The wind whips by, scattering his white hair in all directions as it switches course again and again in a whirlwind. The wizard grits his teeth at these unnatural gusts. Everything from their unseasonal heat to the vortex's animalistic roar grates against the wizard's light magic and makes him feel like sandpaper inside. A pace behind him, his companion snarls as she glares at the source of the fiendish storm. A creature stands before them. Taller than the trees of the oak forest, the monster stretches its bat wings as it looks to its prey with gleeful, blackened purple eyes.

A woman, the princess of these lands that the wizard and his companion travel through, regains consciousness amidst the clawed grip of the beast. Her own white hair whips around in the hot wind as she gains enough awareness to kick and scream in terror. A spot of blood hits the wizard's cheek as the Princess thrashes with the leg that had been cut by the creature's claws when it had ripped itself out of the hillside and ambushed their company of three.

While the woman struggles in the monster's grip, its jagged teeth gnash too close to her head. Green, terrified eyes stare up as her small hands uselessly push at the claws that encase most of her body. Below, eyes the same shade of green smolder with determined anger, and a staff rises as the wizard who holds it steps forward.

Before the magic strikes out of the gem at the end of the staff, the wizard's companion jumps up and over his head. Her white hair lashes in the wind as she soars into the air. The leap falls too short to make it much higher than the creature's stomach, but that matters not. The wizard finishes the spell, the incantation a silent rush in his head; and instead of bouncing off the creature's magically enhanced skin, his companion sinks her dagger deep into its belly.

The creature roars and flairs its bat wings behind it. The woman falls from its loosened grip.

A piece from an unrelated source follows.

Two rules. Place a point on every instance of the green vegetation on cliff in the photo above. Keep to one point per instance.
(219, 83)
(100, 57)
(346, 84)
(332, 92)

"Princess Penelope!" The wizard shouts while he casts another spell. The temporary strengthening spell causes the Princess to blink in shock instead of pain once she hits the ground. Above her, the creature reaches down a hand. Its claws do not reach for her, but instead for the girl who still clings to the dagger lodged into its flesh. Her blue eyes widen in fear as the claws close in.

The wizard stares in horror as his closest friend is lifted into the air. Rather than crush her, the creature throws her off and into the trees where she hits a trunk with a crack.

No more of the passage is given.